O primeiro campo profundo de galáxias de Webb

O professor de astronomia Jonathan Gagné fará parte da missão espacial Landolt, resolvendo problemas causados ​​por erros em calibrações astronômicas.

Um grande avanço científico ocorrerá em breve graças à missão espacial Landolt da NASA. A missão, com um custo de 19,5 milhões de dólares, tornará possível medir a luminosidade estelar com mais precisão.

Jonathan Gagné, conselheiro científico do Planétarium de Montreal, professor adjunto da Université de Montréal e membro do Instituto Trottier de Pesquisa sobre Exoplanetas (iREx), faz parte da equipe científica formada por especialistas de 12 instituições, a maioria dos Estados Unidos.

“Fazer parte desta missão espacial juntamente com especialistas brilhantes, contribuindo para a seleção de alvos e análise de dados, é uma perspectiva emocionante! O impacto que a missão Landolt terá em diferentes áreas da astrofísica, nomeadamente na caracterização de exoplanetas e na medição da expansão acelerada de o Universo, será particularmente interessante”, explicou Jonathan Gagné.

O satélite, nomeado em homenagem ao astrônomo Arlo Landolt, que criou catálogos amplamente utilizados de luminosidade estelar, é baseado na implantação de lasers calibrados a bordo de um satélite do tipo “CubeSat”. Esses lasers serão direcionados para a Terra e produzirão “estrelas artificiais” cujo brilho é conhecido com precisão, permitindo assim que os telescópios no solo recalibrem o brilho observado no solo e comparem-no com o de um conjunto de cerca de 60 estrelas calibradas. que servirá então para refinar as nossas medições do brilho estelar de milhares de milhões de outras estrelas em vários catálogos astronómicos importantes.

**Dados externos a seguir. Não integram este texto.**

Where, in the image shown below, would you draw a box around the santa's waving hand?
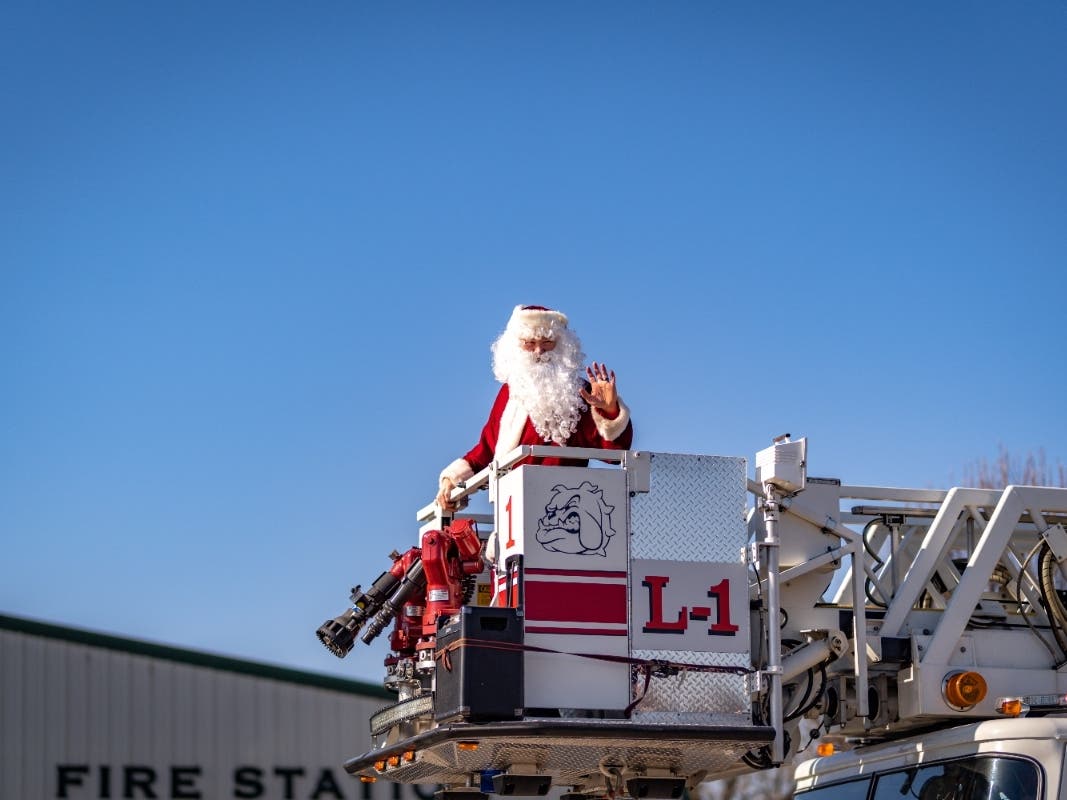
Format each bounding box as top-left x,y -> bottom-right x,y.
437,305 -> 634,511
578,362 -> 619,419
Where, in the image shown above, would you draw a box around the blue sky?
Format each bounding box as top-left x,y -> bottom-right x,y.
0,0 -> 1067,681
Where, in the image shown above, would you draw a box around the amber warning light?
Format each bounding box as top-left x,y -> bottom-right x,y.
941,672 -> 988,710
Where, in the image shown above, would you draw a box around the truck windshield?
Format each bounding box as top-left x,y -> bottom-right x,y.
796,756 -> 1042,800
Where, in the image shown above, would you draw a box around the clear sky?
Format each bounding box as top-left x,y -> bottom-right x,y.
0,0 -> 1067,681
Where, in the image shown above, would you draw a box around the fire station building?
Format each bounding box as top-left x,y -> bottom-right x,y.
0,614 -> 435,800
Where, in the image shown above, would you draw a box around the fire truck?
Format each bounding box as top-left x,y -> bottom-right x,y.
317,435 -> 1067,800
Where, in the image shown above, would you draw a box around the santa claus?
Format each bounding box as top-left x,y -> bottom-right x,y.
437,305 -> 634,511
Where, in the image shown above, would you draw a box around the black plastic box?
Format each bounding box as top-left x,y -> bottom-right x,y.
433,606 -> 523,722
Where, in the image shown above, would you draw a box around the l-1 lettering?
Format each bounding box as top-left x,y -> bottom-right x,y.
641,575 -> 740,636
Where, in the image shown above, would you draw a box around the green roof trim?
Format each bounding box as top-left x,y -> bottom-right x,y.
0,614 -> 396,698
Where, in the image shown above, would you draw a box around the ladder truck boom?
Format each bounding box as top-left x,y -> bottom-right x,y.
318,435 -> 1067,800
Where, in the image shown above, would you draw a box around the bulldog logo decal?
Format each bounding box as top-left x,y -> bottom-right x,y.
537,481 -> 615,556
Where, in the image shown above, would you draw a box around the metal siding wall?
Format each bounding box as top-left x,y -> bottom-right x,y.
0,630 -> 428,800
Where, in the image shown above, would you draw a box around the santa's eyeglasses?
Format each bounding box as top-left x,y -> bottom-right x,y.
519,339 -> 556,353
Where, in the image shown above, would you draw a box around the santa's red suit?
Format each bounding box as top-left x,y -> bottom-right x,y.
441,384 -> 634,483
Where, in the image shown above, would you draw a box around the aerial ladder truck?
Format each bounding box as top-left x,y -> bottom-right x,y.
318,435 -> 1067,800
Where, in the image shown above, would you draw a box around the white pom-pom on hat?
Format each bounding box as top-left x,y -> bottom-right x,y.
508,305 -> 567,333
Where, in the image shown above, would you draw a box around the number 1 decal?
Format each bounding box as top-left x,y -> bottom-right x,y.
707,578 -> 739,636
504,495 -> 515,550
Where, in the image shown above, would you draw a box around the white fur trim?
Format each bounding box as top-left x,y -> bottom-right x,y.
508,305 -> 567,333
437,459 -> 474,485
493,395 -> 526,458
592,398 -> 630,442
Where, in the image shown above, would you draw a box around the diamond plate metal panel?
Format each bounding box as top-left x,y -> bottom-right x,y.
630,452 -> 747,563
630,453 -> 751,724
345,719 -> 773,789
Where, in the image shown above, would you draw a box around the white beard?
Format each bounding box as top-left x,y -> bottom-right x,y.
508,351 -> 586,445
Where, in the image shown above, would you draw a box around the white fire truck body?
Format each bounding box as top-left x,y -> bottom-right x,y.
319,437 -> 1067,800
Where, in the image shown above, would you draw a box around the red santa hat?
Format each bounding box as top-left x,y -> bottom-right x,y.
507,305 -> 567,336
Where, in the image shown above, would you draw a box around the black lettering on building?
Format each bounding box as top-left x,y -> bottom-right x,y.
234,767 -> 264,798
55,764 -> 89,797
171,767 -> 204,800
123,767 -> 156,798
274,767 -> 304,800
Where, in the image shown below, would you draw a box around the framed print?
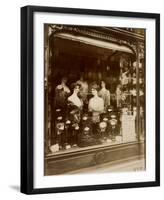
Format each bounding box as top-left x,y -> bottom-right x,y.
21,6 -> 160,194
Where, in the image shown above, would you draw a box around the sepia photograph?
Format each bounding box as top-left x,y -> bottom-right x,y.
43,23 -> 146,176
21,6 -> 160,194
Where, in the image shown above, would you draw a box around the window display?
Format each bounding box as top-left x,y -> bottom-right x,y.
45,25 -> 145,153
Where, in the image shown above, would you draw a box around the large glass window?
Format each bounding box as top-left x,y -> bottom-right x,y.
45,24 -> 145,155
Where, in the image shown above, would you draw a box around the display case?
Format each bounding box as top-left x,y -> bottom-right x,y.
44,24 -> 146,175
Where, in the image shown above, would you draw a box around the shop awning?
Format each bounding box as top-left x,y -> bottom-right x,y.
55,33 -> 134,54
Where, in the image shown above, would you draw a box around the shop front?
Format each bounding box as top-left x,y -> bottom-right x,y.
44,24 -> 146,175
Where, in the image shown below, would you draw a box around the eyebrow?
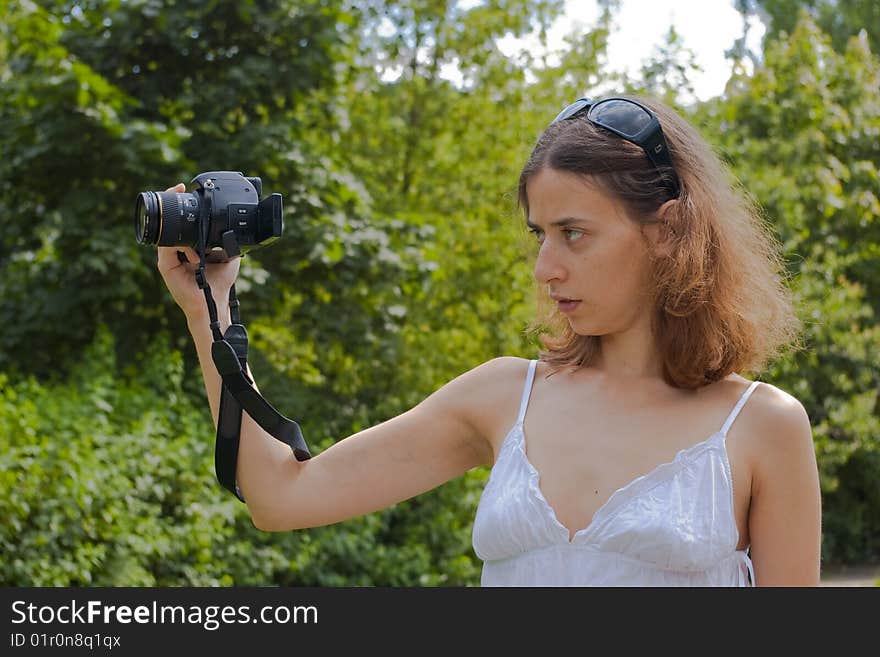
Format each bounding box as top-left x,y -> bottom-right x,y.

Com o progresso tecnológico, as calibrações antigas tornaram-se a principal fonte de erros na medição da luminosidade da maioria das estrelas. Essas calibrações foram feitas em 1995 por cientistas do Space Telescope Science Institute e basearam-se numa comparação do brilho observado de três anãs brancas com o brilho esperado a partir de modelos das suas atmosferas baseados na física fundamental.

A missão Landolt compreende um passo crucial na busca pela precisão na astronomia. Ao resolver os problemas causados ​​pelas calibrações mais antigas, abre caminho a novas descobertas e a uma melhor compreensão do Universo que nos rodeia.